Can you extract text from a web page such as product name, description, price ?

Yes, any visible text on a web page can be extracted, we can also extract other attributes such as weight, size, qty in stock etc. Collectively this know as Web Crawling, Web Data Extraction, Web Harvesting, Web Data Mining, Screen Scraping

Can you extract images from web pages ?

Yes, images can be downloaded, they are provided to you in a zip file. Each image file name is stored against a product row so you can easily match the image to the product text.

Can you download and extract data from PDF’s ?

Yes, our Crawler can identify all PDF links on a web page. The crawler will then download them automatically just like images so you have an offline copy of the PDF’s. Extracting data from PDF’s is a different technique from extracting(scraping) data from a HTML page. In the past we have used different tools to then open up each PDF and extract the desired information. Which tool we use or recommend really depends how the PDF is structured.

How often can you get the data ?

As often as required, one offs, daily, weekly, let us know your requirements.

Can you auto fill login details ?

Yes, we can auto fill, login names, passwords, fill in dates, submit text, select from drop down lists. We can automate anything that a human can do manually

Can you auto fill CAPTCHA text boxes ?

This is tricky. if you are looking at scraping a site with a CAPTCHA input box, contact our team and we’ll see if we can assist. Ultimately there might be some human input here.

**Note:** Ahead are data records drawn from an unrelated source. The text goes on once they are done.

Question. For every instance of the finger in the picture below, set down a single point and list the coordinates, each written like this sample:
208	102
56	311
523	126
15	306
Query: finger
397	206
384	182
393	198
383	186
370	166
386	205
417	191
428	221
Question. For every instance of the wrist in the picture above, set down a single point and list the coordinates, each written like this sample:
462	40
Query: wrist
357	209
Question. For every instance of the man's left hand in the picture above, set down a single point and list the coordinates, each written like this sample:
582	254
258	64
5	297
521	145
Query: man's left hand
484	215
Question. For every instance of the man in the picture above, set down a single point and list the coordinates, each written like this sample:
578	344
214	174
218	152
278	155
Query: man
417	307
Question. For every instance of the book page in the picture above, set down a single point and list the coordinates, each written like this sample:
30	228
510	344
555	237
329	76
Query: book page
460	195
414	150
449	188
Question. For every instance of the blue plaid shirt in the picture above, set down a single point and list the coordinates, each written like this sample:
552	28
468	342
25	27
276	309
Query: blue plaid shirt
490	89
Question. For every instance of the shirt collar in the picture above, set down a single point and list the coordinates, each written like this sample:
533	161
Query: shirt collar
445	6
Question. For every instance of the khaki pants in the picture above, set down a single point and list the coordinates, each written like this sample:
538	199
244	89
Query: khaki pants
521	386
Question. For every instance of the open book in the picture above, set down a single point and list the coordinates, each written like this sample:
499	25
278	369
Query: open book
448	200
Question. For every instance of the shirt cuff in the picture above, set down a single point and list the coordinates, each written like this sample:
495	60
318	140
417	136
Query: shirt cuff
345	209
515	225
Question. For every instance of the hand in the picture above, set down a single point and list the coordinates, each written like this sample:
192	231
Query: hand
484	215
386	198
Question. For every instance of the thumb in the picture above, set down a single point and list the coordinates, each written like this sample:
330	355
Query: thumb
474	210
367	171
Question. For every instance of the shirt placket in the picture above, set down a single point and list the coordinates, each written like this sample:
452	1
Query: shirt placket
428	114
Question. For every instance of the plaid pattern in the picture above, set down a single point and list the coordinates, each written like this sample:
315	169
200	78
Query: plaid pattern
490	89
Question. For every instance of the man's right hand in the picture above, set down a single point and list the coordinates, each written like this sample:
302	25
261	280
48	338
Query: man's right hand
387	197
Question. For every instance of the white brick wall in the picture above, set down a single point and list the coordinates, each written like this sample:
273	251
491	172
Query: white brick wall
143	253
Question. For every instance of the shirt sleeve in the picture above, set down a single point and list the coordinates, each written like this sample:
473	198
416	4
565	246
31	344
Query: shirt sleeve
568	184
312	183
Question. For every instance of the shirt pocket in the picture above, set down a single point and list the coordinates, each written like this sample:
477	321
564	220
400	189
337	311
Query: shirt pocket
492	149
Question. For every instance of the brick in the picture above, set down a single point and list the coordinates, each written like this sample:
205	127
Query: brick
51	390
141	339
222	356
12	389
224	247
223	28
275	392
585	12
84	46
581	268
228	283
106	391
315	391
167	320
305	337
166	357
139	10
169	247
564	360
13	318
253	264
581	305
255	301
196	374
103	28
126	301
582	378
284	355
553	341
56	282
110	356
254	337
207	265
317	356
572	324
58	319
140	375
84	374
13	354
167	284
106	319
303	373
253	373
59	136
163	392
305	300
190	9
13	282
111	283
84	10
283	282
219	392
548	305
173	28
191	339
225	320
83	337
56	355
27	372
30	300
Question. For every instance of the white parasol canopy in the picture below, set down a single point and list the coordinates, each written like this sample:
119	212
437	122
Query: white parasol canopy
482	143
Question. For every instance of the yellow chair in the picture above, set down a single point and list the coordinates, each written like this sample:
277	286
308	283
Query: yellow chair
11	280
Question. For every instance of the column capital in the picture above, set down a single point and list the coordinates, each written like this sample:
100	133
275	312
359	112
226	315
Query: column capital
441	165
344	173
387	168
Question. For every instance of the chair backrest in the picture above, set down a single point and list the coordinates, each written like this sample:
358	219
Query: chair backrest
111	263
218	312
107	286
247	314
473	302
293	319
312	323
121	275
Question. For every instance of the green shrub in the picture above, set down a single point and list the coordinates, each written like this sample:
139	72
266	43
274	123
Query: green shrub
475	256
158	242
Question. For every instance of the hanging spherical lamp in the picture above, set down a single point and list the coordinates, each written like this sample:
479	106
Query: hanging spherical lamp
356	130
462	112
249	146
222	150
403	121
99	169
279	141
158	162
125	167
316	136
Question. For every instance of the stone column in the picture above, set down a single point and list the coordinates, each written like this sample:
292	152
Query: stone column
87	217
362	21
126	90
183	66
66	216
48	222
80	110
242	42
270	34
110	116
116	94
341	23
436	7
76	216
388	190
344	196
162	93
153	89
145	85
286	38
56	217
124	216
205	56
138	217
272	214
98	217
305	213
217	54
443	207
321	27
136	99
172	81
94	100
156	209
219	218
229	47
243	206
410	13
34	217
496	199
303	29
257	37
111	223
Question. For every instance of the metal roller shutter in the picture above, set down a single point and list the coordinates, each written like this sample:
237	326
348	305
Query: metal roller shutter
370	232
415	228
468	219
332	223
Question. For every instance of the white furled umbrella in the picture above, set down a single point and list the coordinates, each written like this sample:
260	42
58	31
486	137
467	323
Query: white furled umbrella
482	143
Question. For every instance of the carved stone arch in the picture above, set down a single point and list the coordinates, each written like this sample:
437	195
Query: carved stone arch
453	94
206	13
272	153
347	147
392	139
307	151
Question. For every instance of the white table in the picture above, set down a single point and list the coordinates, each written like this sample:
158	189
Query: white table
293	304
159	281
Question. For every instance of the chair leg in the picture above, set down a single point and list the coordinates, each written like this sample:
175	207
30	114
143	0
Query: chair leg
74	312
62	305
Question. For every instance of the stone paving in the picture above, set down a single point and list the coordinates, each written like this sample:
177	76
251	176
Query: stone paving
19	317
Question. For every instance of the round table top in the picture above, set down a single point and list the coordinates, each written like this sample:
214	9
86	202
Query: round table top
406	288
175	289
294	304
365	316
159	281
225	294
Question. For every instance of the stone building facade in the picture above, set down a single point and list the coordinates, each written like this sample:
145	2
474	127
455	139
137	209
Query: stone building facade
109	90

What format will I get the data in?

Generally we provide the data in CSV, XLS,  XML or SQL Insert Statements. However, if you have custom requirement please contact our team and we’ll see if we can assist.

Can we capture the bread crumb ?

Yes, this is useful to categorise the data in to sections and sub sections.

What is a web sites bread crumb ?

Breadcrumbs typically appear horizontally across the top of a web page, usually below title bars or headers. They provide links back to each previous page the user navigated through to get to the current page or—in hierarchical site structures—the parent pages of the current one. Breadcrumbs provide a trail for the user to follow back to the starting or entry point. A greater-than sign (>) often serves as hierarchy separator, although designers may use other glyphs (such as » or ›), as well as various graphical treatments.

Typical breadcrumbs look like this:

Home page > Section page > Subsection page
Home page >> Section page >> Subsection page

for more info see http://en.wikipedia.org/wiki/Breadcrumb_(navigation)

Can you provide a screen shot of the web page ?

Yes, can can provide a “WebShot” of a page. The web shot will “auto-scoll” to ensure the entire page is captured from top to bottom.